Martin V’s diplomatic staff included Niccol Albergati. He met van Eyck during a peace assembly in Antwerp, and the artist sketched him there while taking notes on the colors for a later painting portrait. The drawing is currently housed in Dresden, Germany’s Staatliche Kunstsammlungen.

As was customary in Flemish painting since the 1430s, the cardinal is shown from three-quarters, against a dark background that draws attention to the figure, which is instead illuminated by a strong light source. Due to van Eyck’s technique of applying repeated layers of oil-diluted colors, which allowed him to achieve intense effects of transparency and lucidity, his attention to detail is at its highest level, as is typical of his work.

Van Eyck altered several realistic aspects, including the depth of the shoulders, the lower curve of the nose, the depth of the lips, and most notably the size of the ear, from the preparatory design, probably to accentuate the cardinal’s seniority and, as a result, his authority.

Briefing on Jan van Eyck’s Life

Jan van Eyck was a Bruges-based Early Netherlandish painter who lived from before around 1390 to 9 July 1441. He is frequently regarded as a founding figure of Early Netherlandish painting and as one of the most important figures in Northern Renaissance art.

According to the little documents of his early life that have survived, he was born between 1380 and 1390, most likely in Maaseik. Around 1422, when he was already a master painter with workshop assistants, he accepted employment at the Hague as painter and Valet de chambre with John III the Pitiless, ruler of Holland and Hainaut.

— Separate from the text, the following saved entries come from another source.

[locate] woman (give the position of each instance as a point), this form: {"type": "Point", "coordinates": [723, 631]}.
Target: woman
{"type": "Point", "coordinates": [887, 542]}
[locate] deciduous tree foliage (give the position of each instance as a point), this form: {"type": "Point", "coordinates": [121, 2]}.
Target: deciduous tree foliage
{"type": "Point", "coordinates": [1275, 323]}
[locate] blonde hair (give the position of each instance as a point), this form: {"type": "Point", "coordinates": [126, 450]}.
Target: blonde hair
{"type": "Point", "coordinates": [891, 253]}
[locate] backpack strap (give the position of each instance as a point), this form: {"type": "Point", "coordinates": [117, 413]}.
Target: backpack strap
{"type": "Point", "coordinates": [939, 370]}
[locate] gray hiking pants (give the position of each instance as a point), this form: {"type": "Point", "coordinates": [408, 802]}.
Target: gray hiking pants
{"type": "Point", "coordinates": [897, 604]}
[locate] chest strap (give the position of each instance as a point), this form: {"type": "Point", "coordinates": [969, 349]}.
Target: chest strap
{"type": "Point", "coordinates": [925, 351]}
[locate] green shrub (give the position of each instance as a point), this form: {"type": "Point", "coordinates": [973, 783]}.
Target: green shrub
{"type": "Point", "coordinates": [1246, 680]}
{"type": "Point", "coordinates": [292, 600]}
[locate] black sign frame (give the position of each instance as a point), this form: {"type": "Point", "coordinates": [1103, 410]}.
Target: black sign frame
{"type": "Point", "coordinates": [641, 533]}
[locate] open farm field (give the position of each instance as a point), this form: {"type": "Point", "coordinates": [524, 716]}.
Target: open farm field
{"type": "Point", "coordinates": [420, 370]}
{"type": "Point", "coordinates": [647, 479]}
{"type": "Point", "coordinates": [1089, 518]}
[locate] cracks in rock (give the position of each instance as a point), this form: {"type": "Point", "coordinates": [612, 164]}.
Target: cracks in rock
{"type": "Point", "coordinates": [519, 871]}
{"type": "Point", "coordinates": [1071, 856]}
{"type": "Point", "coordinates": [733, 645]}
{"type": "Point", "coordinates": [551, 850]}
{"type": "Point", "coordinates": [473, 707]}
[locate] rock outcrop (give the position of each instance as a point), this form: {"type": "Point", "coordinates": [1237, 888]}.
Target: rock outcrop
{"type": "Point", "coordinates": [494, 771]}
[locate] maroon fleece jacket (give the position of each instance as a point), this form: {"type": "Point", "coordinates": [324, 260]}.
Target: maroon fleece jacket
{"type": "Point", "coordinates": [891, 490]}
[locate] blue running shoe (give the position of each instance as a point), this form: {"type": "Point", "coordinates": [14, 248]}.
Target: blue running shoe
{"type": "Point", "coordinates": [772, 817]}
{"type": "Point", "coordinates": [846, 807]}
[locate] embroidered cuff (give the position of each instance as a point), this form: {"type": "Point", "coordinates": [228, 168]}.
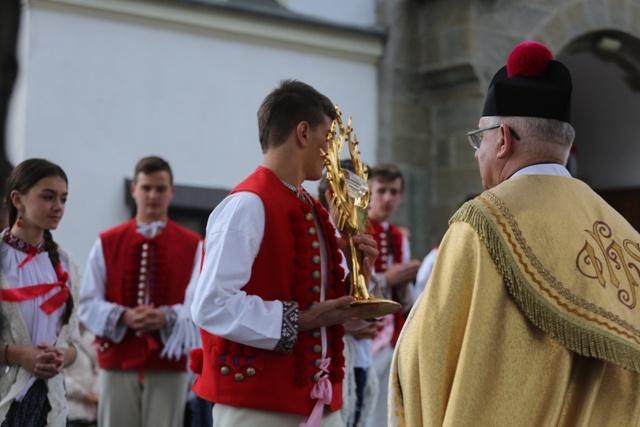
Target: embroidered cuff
{"type": "Point", "coordinates": [170, 316]}
{"type": "Point", "coordinates": [111, 330]}
{"type": "Point", "coordinates": [289, 335]}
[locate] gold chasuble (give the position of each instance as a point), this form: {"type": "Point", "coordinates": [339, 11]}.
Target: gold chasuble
{"type": "Point", "coordinates": [530, 317]}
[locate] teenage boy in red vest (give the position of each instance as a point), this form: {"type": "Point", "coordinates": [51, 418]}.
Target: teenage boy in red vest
{"type": "Point", "coordinates": [394, 269]}
{"type": "Point", "coordinates": [271, 299]}
{"type": "Point", "coordinates": [132, 300]}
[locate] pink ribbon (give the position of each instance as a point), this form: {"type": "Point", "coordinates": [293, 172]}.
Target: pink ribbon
{"type": "Point", "coordinates": [29, 292]}
{"type": "Point", "coordinates": [322, 392]}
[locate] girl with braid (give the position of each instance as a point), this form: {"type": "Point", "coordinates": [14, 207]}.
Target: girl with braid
{"type": "Point", "coordinates": [38, 280]}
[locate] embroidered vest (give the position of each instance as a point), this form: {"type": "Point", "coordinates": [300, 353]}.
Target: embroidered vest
{"type": "Point", "coordinates": [389, 244]}
{"type": "Point", "coordinates": [161, 265]}
{"type": "Point", "coordinates": [287, 268]}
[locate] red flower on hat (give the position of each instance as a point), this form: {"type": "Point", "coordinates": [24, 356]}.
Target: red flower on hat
{"type": "Point", "coordinates": [528, 59]}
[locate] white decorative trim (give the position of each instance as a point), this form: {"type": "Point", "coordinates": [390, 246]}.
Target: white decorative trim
{"type": "Point", "coordinates": [228, 24]}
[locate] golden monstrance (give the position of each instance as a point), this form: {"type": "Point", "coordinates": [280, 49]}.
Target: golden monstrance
{"type": "Point", "coordinates": [350, 198]}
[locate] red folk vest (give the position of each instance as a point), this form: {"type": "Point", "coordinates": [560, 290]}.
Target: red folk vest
{"type": "Point", "coordinates": [165, 264]}
{"type": "Point", "coordinates": [287, 268]}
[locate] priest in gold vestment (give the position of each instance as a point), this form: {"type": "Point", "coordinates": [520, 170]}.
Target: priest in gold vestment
{"type": "Point", "coordinates": [531, 314]}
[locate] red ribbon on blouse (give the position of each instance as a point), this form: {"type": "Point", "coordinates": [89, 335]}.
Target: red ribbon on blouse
{"type": "Point", "coordinates": [30, 292]}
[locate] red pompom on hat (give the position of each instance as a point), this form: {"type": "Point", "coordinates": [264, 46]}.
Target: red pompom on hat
{"type": "Point", "coordinates": [532, 84]}
{"type": "Point", "coordinates": [529, 59]}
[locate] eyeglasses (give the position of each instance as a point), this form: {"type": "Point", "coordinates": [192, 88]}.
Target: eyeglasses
{"type": "Point", "coordinates": [475, 136]}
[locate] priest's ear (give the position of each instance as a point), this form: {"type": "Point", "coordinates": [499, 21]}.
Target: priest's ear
{"type": "Point", "coordinates": [505, 145]}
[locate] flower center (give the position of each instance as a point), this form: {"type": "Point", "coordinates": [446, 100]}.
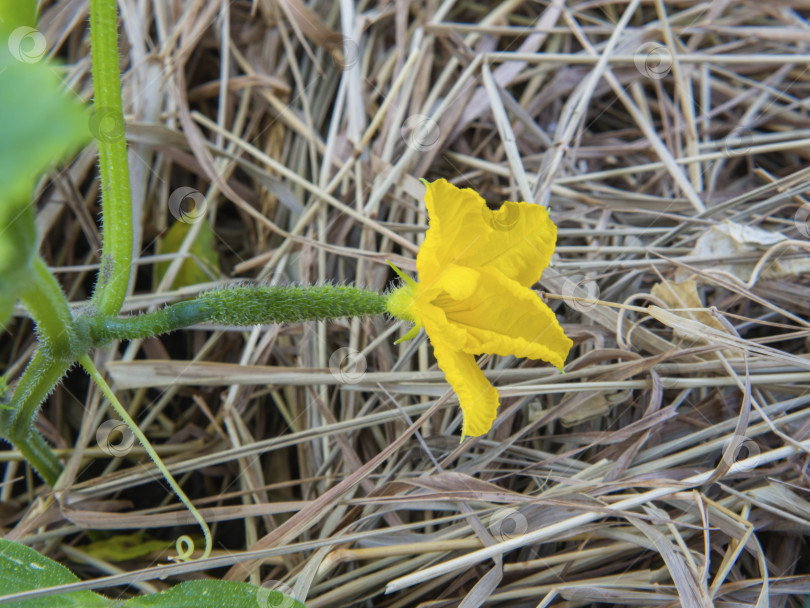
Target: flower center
{"type": "Point", "coordinates": [399, 303]}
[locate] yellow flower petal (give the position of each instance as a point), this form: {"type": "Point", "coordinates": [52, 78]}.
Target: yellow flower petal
{"type": "Point", "coordinates": [502, 317]}
{"type": "Point", "coordinates": [517, 239]}
{"type": "Point", "coordinates": [477, 397]}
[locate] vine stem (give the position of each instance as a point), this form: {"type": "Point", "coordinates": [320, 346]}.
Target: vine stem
{"type": "Point", "coordinates": [87, 364]}
{"type": "Point", "coordinates": [108, 127]}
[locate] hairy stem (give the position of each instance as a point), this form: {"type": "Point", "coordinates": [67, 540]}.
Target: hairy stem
{"type": "Point", "coordinates": [108, 128]}
{"type": "Point", "coordinates": [242, 306]}
{"type": "Point", "coordinates": [43, 299]}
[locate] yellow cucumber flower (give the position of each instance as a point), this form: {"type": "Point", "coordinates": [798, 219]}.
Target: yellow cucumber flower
{"type": "Point", "coordinates": [476, 267]}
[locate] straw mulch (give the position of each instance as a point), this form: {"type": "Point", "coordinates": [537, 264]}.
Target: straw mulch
{"type": "Point", "coordinates": [666, 467]}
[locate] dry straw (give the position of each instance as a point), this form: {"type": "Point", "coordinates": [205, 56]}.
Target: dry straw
{"type": "Point", "coordinates": [667, 467]}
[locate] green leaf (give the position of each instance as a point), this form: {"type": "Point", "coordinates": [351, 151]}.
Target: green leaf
{"type": "Point", "coordinates": [23, 569]}
{"type": "Point", "coordinates": [202, 267]}
{"type": "Point", "coordinates": [215, 594]}
{"type": "Point", "coordinates": [39, 126]}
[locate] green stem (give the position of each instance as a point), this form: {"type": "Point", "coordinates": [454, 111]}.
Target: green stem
{"type": "Point", "coordinates": [17, 419]}
{"type": "Point", "coordinates": [40, 377]}
{"type": "Point", "coordinates": [48, 307]}
{"type": "Point", "coordinates": [87, 363]}
{"type": "Point", "coordinates": [39, 455]}
{"type": "Point", "coordinates": [242, 306]}
{"type": "Point", "coordinates": [116, 253]}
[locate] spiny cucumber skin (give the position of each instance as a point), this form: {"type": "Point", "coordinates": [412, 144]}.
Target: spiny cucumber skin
{"type": "Point", "coordinates": [242, 306]}
{"type": "Point", "coordinates": [285, 304]}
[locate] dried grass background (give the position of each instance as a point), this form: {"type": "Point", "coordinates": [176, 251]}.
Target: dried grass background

Following John’s passing in 1425, van Eyck worked for Philip the Good, Duke of Burgundy, as his court painter in Lille until 1429 before relocating to Bruges, where he remained until his death.

He was well-liked by Philip and made a number of diplomatic journeys abroad, including one to Lisbon in 1428 to investigate the viability of a marriage alliance between the duke and Isabella of Portugal.

In addition to the Ghent Altarpiece and the illuminated miniatures of the Turin-Milan Hours, roughly 20 surviving works with dates ranging from 1432 to 1439 are confidently credited to him.

A variation of his slogan, ALS IK KAN (As I (Eyck) can), usually inscribed in Greek characters and always a play on his name, appears on twelve of them, including the Ghent altarpiece.

Both secular and religious subjects, including as altarpieces, single-panel religious figures, and commissioned portraits, were painted by Van Eyck.